Sobre los márgenes, de Maxi de la Peña



Título: Sobre los márgenes (2016)
Autor: Maxi de la Peña (Santander)
Editorial: Fanes (www.editorialfanes.com)
Enlace de compra: www.editorialfanes.com/producto/sobre-los-margenes/

Breve descripción:


-Es el cuarto poemario del escritor santanderino Maxi de la Peña. Tiene 86 páginas y un total de 40 poemas.
-Está estructurado en siete apartados y un epílogo. Lo acompañan dos textos introductorios: "Zona cero", de Patricia Fernández, y "La hélice que va troceando la vida", prólogo de Dori Campos.



¡Un lujo!
A Maxi de la Peña lo descubrí con Memoria de Pez (Ed. Fanes, 2015), un interesantísimo poemario al que le dediqué unas simpáticas palabras en mi post APOCALIPSIS ZOMBI. Desde entonces le sigo la pista y el verso, sin decepcionarme hasta el momento.

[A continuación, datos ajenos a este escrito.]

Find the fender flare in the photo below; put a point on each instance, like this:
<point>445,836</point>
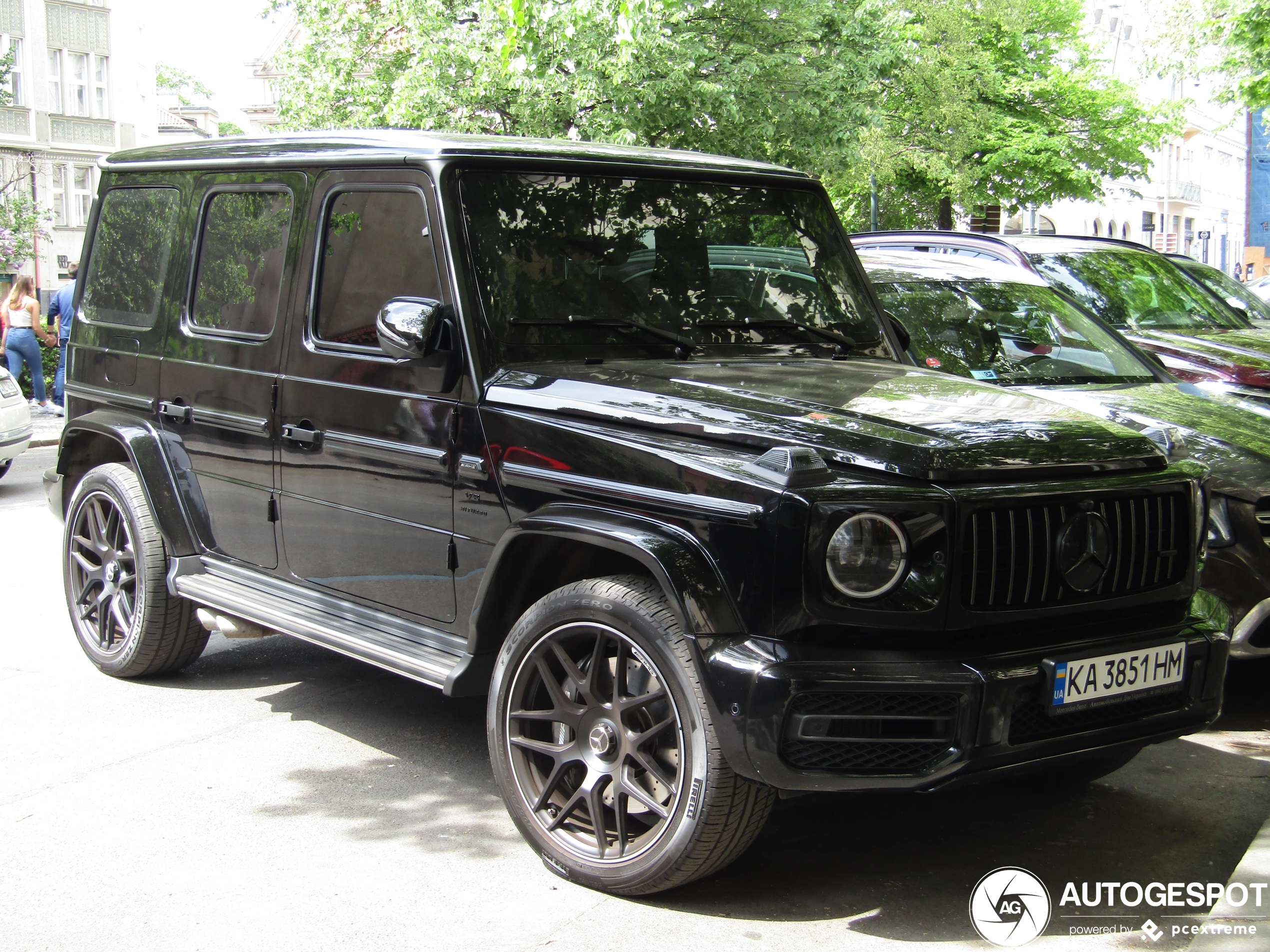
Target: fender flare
<point>675,558</point>
<point>156,456</point>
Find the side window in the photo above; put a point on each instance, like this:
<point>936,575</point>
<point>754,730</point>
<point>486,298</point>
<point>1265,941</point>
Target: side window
<point>130,255</point>
<point>242,257</point>
<point>376,245</point>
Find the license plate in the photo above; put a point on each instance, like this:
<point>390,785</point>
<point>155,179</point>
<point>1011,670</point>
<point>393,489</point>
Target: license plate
<point>1092,682</point>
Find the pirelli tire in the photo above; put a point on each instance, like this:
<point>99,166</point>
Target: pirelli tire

Y es que Maxi de la Peña sigue fiel a sus creencias poéticas o, por lo menos, es lo que he podido verificar en este cuarto poemario: es un poeta que respeta la palabra, el verso y el sonido, sin permitir que la denuncia social o la idea llana se impongan sobre el ritmo, la metáfora o la expresión exquisita. Antes bien, contenido y forma sorprenden por su armonía y por sus nuevos hallazgos. 

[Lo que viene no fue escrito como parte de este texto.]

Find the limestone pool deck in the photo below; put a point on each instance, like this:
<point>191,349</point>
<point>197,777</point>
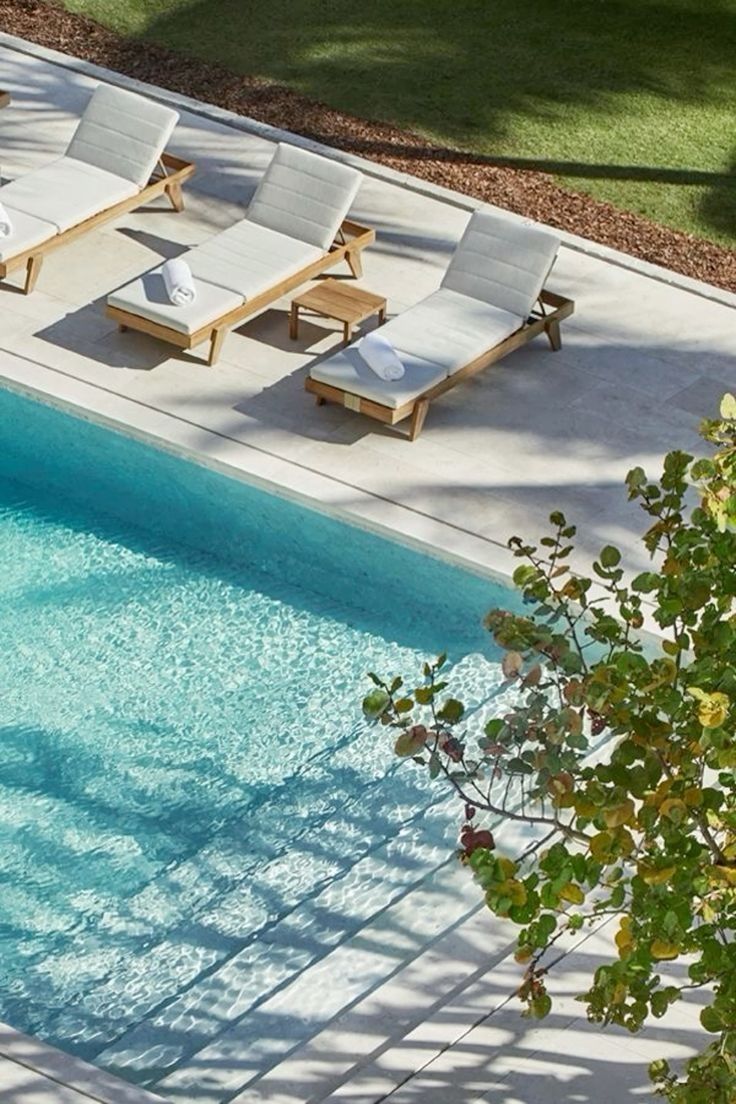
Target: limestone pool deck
<point>644,357</point>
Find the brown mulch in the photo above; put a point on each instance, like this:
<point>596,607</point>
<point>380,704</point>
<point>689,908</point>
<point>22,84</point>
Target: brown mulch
<point>526,192</point>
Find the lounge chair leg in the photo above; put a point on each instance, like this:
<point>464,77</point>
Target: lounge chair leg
<point>552,329</point>
<point>32,269</point>
<point>353,258</point>
<point>215,346</point>
<point>418,416</point>
<point>176,197</point>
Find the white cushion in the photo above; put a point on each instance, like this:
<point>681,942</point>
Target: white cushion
<point>66,192</point>
<point>449,329</point>
<point>123,134</point>
<point>27,233</point>
<point>147,297</point>
<point>502,262</point>
<point>349,371</point>
<point>305,195</point>
<point>249,258</point>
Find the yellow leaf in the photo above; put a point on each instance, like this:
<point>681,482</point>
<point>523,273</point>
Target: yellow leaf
<point>662,949</point>
<point>713,708</point>
<point>619,814</point>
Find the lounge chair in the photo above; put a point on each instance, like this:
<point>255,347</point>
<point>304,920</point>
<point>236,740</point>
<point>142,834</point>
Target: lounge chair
<point>114,162</point>
<point>295,229</point>
<point>491,300</point>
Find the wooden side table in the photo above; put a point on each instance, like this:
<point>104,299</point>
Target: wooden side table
<point>332,298</point>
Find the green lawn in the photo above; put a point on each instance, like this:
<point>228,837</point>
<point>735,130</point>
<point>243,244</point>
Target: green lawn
<point>632,101</point>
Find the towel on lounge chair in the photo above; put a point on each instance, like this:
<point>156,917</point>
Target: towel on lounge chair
<point>6,223</point>
<point>179,282</point>
<point>381,357</point>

Noten, en los versos que transcribo, cómo el tópico del collige, virgo, rosas (coge, virgen, las rosas), tan antiguo como imperecedero, se amolda, se ajusta y se condensa en tan solo cinco palabras, las mismas que terminan comprimiéndose aún más en el adjetivo "camaleónica" que, por si fuera poco, pone en jaque al mismo tópico. ¡Todo un juego conceptual!

Bebé, adolescente, madura,
anciana, cadáver...
Todas transitan en una misma mujer camaleónica
(Mujer de musgo, vv. 1-3, p. 31)

La influencia clásica y del Siglo de Oro es, pues, palpable. Pero el verso de Maxi no carece de referentes, no se entretiene en las formas puras o en la abstracción grandilocuente; antes bien, la rosa, el tiempo, los ríos, la belleza, el reloj de arena... aterrizan ante una realidad que es lo que es: compleja, cruel, dolorosa... Y eso queda expuesto en los siguientes versos, donde palabras como "belleza" o "esplendor" se estrellan contra "minas" o "destrucción".

Esas rosas hablan con su belleza,
con su esplendor en un campo
donde aún quedan minas sembradas
por los señores de la destrucción.
(El lenguaje de las rosas, vv. 13-16, p. 25)

No. El poeta no "escribe" sobre los márgenes. Ni siquiera él se ubica como voz espectadora ante una visión que lo sacude. El poeta escrutinia la realidad y el ser del hombre; los conoce al dedillo: "Rugido de vida / frente a las alimañas" ("Rugido", vv. 6-7, p. 82). Sin embargo, no sucumbe ante el verso alucinado para declarar lo que descubre. Antes bien, recurre a símbolos de la tradición poética -la "silla", tan usada por poetas simbolistas- y los combina con su propia cosecha de palabras:

Somos sillas,
somos silencio en el apocalipsis,
somos miedo de la roca.
("El mal del ebanista", vv. 11-13, p. 57)

Es más, él necesita de esa vivencia dolorosa, como un yonqui, como un alcohólico... como un simple ser vivo. Dori Campos lo ha comentado muy bien en el prólogo: "El autor escribe en el registro de la conciencia social, pero también de lo íntimo y onírico." (p. 13). Campos no reconoce la influencia de otros poetas en Sobre los márgenes. Por lo que vengo exponiendo, lamento no estar de acuerdo. En ese sentido, la angustia de César Vallejo, el poeta del dolor, bien puede tener en Maxi de la Peña un aventajado discípulo:

Necesito que el dolor
sea tan intenso
que me haga sentir vivo.
("Entre espinas", vv. 13-15, p. 53)

Y hasta aquí mis consideraciones a tan buenísimo poemario. No me extiendo más, pues las bondades de "Sobre los márgenes" harían infinito este post. Intuyo que tendrá excelente acogida entre los degustadores de la poesía breve e intensa. Por mi parte, un gracias enorme al poeta y a la editorial Fanes, por su cuidado trabajo de edición.